European Commission and European Parliament officials last week agreed on a new set of data protection laws, intended to strengthen individuals’ privacy rights and create a more consistent set of regulations across the twenty-eight European Union member countries.
According to a press release from the European Parliament,
“The new rules will replace the EU’s current data protection laws which date from 1995, when the internet was still in its infancy, and give citizens more control over their own private information in a digitised world of smart phones, social media, internet banking and global transfers. At the same time they aim to ensure clarity and legal certainty for businesses, so as to boost innovation and the further development of the digital single market.”
Highlights of the new rules include provisions addressing:
- Clear and affirmative consent to the processing of private data. Consumers will have more control over their private information, as consent must be manifested through some action clearly indicating acceptance of data processing. Silence can not constitute consent.
- Plain language. The new rules prohibit “small print” privacy policies. Information must be given in clear language before data are collected.
- Parental consent for children on social media below a certain age. Member states will set their own age limits for the consent requirement, but the limit must be between 13 and 16 years.
- The right to be forgotten. This right, which will now be codified in the regulations, allows individuals to request that their personal information be deleted from the databases of companies holding it, provided there are no legitimate grounds for retaining it.
- Breach notification. Companies will be required to inform national regulators within three days of any reported data breach.
- Fines for violations of the regulations. Regulators may issue fines of up to 4% of companies’ total worldwide revenue for misuse of consumers’ online data, including obtaining information without consent.
- Coordination among Data Protection Authorities. Cooperation among the national DPAs will be significantly strengthened to ensure consistency and oversight.

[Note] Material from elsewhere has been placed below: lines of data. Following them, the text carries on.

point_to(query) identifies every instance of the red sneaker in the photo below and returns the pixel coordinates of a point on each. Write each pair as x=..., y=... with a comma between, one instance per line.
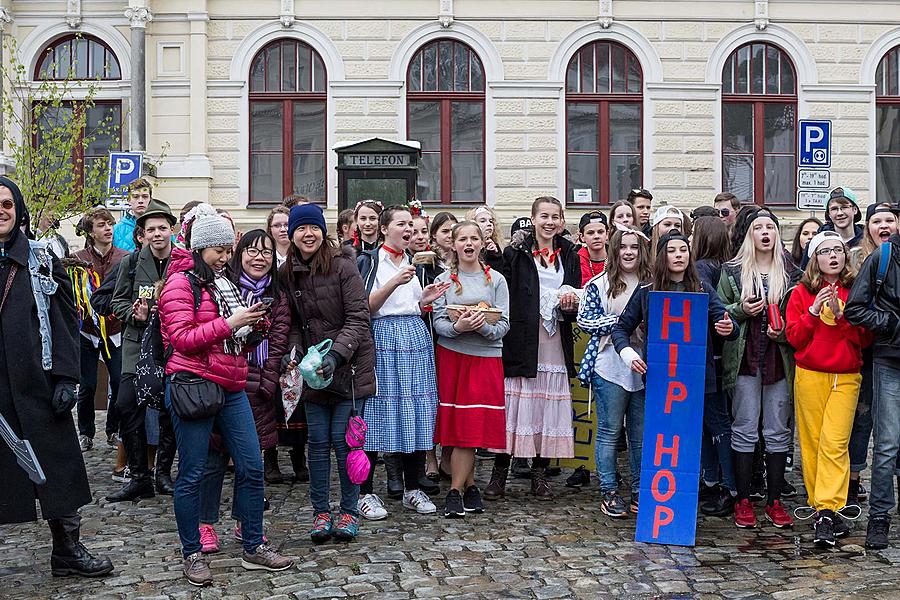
x=744, y=517
x=776, y=515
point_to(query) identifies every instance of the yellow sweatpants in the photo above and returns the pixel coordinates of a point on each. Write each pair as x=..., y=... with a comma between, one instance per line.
x=825, y=404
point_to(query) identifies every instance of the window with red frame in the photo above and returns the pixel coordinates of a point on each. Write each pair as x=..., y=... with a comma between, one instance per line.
x=287, y=123
x=759, y=121
x=887, y=128
x=604, y=92
x=73, y=58
x=445, y=113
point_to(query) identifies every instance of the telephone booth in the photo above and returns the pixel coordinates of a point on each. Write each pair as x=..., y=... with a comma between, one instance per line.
x=377, y=169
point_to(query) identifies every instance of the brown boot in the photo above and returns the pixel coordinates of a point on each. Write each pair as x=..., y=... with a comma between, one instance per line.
x=270, y=465
x=539, y=486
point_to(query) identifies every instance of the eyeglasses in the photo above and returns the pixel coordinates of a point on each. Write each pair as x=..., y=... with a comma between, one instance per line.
x=253, y=252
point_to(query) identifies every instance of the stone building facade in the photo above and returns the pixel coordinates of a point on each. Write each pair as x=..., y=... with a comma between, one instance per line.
x=579, y=99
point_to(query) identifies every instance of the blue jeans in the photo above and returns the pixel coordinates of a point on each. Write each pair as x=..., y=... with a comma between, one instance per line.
x=886, y=421
x=327, y=426
x=615, y=404
x=235, y=423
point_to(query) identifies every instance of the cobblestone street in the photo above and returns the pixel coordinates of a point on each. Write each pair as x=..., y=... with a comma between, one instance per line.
x=520, y=548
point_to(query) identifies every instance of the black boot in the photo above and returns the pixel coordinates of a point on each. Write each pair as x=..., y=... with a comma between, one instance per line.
x=69, y=556
x=165, y=456
x=393, y=465
x=298, y=461
x=141, y=484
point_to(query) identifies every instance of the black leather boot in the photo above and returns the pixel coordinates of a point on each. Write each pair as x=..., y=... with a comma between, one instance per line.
x=69, y=556
x=141, y=484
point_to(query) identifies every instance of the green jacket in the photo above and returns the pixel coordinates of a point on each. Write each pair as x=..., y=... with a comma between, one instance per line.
x=733, y=351
x=133, y=276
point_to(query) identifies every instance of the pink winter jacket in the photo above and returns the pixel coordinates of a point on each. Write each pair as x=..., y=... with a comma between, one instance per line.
x=197, y=338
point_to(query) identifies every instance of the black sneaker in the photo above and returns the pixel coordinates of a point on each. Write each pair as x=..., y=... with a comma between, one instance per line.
x=824, y=528
x=788, y=490
x=613, y=506
x=453, y=506
x=472, y=500
x=877, y=533
x=580, y=477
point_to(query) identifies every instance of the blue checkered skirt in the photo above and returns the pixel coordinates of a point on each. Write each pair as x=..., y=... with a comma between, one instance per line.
x=401, y=414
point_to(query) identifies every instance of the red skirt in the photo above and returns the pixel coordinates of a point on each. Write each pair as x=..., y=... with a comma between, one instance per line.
x=472, y=407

Importantly for those of us based in the United States, the new rules will extend to any company that has customers in the EU, even if the company is based elsewhere. The EU’s strict stance on privacy has often put their regulators at odds with American companies, which collect and mine data from social media and other web sites for purposes of advertising. But the tough EU privacy laws reflect a fundamental cultural difference between the U.S. and Europe when it comes to individual privacy; Eurpoeans view their right to data privacy as strongly as Americans view their constitutional right to freedom of speech.
The full Parliament will vote on the new regulations in the spring of 2016, and then member states will have two years to implement the provisions.